While Weaver was clearly in command, he slightly took his foot off the gas in the seventh, and that's when the Padres struck. With one out, Wil Myers laced a double down the left field line and Fernando Tatis, Jr. drilled a double to the base of the fence in right. When Myers crossed the plate with the eventual winning run, Weaver felt the sting of defeat for the first time this season.
Despite the loss, the encouragement centered around his ability, for the first time this season, to command the strike zone and keep hitters off-balance with a fastball which reached the mid-90s and a curve which fell out of the strike zone to right-handed hitters.
“I was able to attack and stay aggressive,” Weaver told Fancred. “I pitched to contact and the defense worked. (In the seventh), I could feel the mechanics turning a little downward and I was just not able to get a bite on the ball I had earlier in the game.”
In comparing his initial two starts with the effort against the Padres, Weaver pointed to a learning curve and his ability to adjust. Overall, he allowed five hits, two runs and left with a pitch count at 92, and 60 for strikes Friday night.
“I was able to stay with what I did before and build off of previous outings,” Weaver added. “I saw what I did right and wrong and made some adjustments along the way. Felt that (the Padres game) was a night where everything was clicking and I’ll roll with it into the next outing.”
If Weaver’s effort enabled to Diamondbacks to stay in the game, the offense did not respond. After David Peralta’s RBI single which drove in the lone Arizona run in the third, the last 19 hitters were retired in order. Of the 19 outs, only three were hit to the outfield and, in total, four San Diego pitchers struck out nine.

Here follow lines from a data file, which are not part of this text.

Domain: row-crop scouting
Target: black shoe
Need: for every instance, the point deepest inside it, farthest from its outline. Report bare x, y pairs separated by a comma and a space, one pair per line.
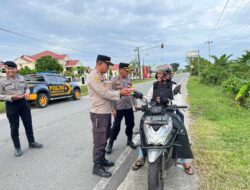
18, 152
107, 163
131, 144
109, 147
99, 170
35, 145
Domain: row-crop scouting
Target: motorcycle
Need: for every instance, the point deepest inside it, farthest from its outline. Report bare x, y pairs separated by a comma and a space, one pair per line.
160, 127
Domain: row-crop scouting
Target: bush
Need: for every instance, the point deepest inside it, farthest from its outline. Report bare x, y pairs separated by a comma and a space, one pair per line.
213, 74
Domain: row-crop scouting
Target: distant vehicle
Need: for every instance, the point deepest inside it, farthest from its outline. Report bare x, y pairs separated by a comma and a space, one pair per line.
45, 87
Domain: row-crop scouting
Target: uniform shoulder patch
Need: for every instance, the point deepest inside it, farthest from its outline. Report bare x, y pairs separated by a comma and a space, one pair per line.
97, 79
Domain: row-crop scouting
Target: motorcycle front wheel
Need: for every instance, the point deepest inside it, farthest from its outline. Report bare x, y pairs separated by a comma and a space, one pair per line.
155, 181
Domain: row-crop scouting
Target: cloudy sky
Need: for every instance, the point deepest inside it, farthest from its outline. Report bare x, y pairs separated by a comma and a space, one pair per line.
83, 29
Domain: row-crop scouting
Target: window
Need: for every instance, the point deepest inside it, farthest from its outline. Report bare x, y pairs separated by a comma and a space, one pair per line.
35, 78
61, 79
51, 78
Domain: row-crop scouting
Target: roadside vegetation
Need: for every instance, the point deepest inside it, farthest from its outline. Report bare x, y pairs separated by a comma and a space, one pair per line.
219, 99
233, 76
220, 135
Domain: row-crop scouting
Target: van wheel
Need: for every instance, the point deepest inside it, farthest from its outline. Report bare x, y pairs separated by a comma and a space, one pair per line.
42, 100
76, 94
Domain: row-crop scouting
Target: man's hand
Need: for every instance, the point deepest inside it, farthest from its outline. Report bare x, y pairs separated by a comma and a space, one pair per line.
158, 99
114, 113
17, 97
125, 92
26, 96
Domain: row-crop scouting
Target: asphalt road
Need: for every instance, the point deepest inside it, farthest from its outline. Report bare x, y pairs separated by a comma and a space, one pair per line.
65, 162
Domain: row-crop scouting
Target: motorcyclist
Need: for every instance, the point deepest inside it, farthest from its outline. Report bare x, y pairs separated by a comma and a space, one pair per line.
162, 92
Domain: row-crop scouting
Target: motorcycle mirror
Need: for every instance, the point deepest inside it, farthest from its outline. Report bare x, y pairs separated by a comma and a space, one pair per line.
137, 94
177, 89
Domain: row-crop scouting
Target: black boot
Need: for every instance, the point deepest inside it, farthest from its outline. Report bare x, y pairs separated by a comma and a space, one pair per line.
18, 152
99, 170
131, 144
110, 146
35, 145
107, 163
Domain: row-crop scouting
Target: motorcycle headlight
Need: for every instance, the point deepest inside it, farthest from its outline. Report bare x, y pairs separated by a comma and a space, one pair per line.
158, 134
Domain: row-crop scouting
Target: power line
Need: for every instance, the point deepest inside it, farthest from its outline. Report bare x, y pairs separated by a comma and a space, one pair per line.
215, 27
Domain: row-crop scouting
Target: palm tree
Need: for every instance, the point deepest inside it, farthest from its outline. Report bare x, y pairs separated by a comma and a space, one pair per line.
222, 60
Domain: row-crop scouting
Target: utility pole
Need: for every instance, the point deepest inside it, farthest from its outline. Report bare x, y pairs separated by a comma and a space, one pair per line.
139, 61
209, 42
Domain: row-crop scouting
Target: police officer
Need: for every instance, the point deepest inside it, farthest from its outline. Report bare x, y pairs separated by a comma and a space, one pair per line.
101, 96
14, 91
122, 108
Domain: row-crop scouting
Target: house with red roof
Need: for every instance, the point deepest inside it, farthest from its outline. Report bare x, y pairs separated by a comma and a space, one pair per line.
30, 60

“We tried out best but need to do a better job,” Peralta told Fancred after the game. “We need to score more runs, but that’s part of the game. Sometimes it works for our side and sometimes it works for their side. That how it is. So, we’ll just turn the page and get ready for the next game. We come every day and work hard to get better like we always do. Tomorrow is another day and we have to win tomorrow.”
Don’t ask me …
With two weeks into the season, things have begun to settle. Teams expected to do well have surfaced, teams thought to be marginal have performed to that manner, and a few surprises.
Coming into Friday’s game, the San Diego Padres were leading the National League West by one game over the Los Angeles Dodgers. The Padres are in sole possession of first place in the NL West after the first 14 games for the first time since 1998.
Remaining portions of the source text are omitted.